Basically it comes down to complaining about a "lack of leadership," meaning
that Twitter should be doing more to tell people how to use it instead of
letting them decide for themselves. I will never understand this idea that
everything needs to be dumbed-down and spoon-fed to customers to be any good.
There's even an extremely clear definition of what Twitter is laid out in the
article and criticized. It allows a person to communicate with many people in
real time regardless of what device they're using. That couldn't be clearer,
and it's dismissed as nonsensical.

The world does not need more programs and platforms that tell people exactly
how to use them.
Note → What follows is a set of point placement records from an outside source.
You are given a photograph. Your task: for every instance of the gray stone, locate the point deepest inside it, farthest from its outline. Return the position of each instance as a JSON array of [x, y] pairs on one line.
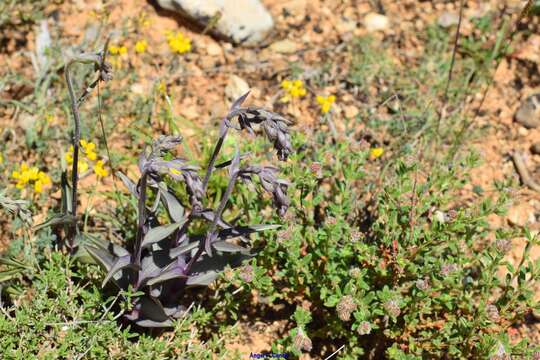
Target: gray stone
[[241, 21], [528, 113]]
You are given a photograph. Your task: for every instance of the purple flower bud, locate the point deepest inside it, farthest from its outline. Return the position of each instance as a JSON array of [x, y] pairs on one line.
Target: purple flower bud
[[364, 328]]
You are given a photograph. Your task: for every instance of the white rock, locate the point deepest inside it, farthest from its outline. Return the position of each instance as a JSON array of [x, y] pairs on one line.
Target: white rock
[[376, 22], [241, 21], [236, 87]]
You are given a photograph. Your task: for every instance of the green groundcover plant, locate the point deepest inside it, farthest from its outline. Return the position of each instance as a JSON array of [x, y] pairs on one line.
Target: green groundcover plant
[[403, 274]]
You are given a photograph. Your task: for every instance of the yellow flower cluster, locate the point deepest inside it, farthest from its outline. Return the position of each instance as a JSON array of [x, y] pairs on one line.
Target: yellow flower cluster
[[28, 175], [293, 88], [178, 42], [140, 46], [376, 153], [117, 52], [88, 150], [326, 103]]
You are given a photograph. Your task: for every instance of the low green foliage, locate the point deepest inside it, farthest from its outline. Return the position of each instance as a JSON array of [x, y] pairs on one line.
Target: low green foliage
[[65, 315]]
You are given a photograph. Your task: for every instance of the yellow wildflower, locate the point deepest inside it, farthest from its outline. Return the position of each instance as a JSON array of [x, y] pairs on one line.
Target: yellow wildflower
[[89, 150], [376, 153], [82, 166], [293, 88], [26, 175], [178, 43], [117, 50], [326, 103], [99, 169], [140, 46]]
It needs tools to inspire creativity! This "Black Mirror"
video-exercise-bike-cult thinking will never get us anywhere good. If
anything, Twitter needs to open up its API again and welcome the third-party
developers back.

------
dajohnson89
>It’s utterly insane that you still need to put a period before a person’s
Twitter handle, such as “.@twitter,” if you want everyone to see it.

Gee, I dunno. Maybe if someone wants to use the '@' character without it being
parsed as a handle.

>Marjorie Scardino, the former chief of the publishing firm Pearson, and
another board member, has tweeted only eight times, ever. That’s like having
someone on the board of Starbucks who doesn’t drink coffee.

What utter bollocks. What next, should the CEO of Lockheed Martin fly every
fighter jet his company manufactures?

This entire article is an inane smear.

------
austenallred
The reality: Twitter doesn't even know, and Twitter has frequent internal
struggles to decide that.

So mostly it's an empty text box and people use it how they want.

------
zghst
I didn't use my twitter for the first few years I had it but if you actually
start using it, it seems to be at the center of everything! It's an amazing
social network that makes everyone a part of the conversation, although its
lack of direction is very apparent. However that's all Twitter is, the
conversation, and it goes anywhere really.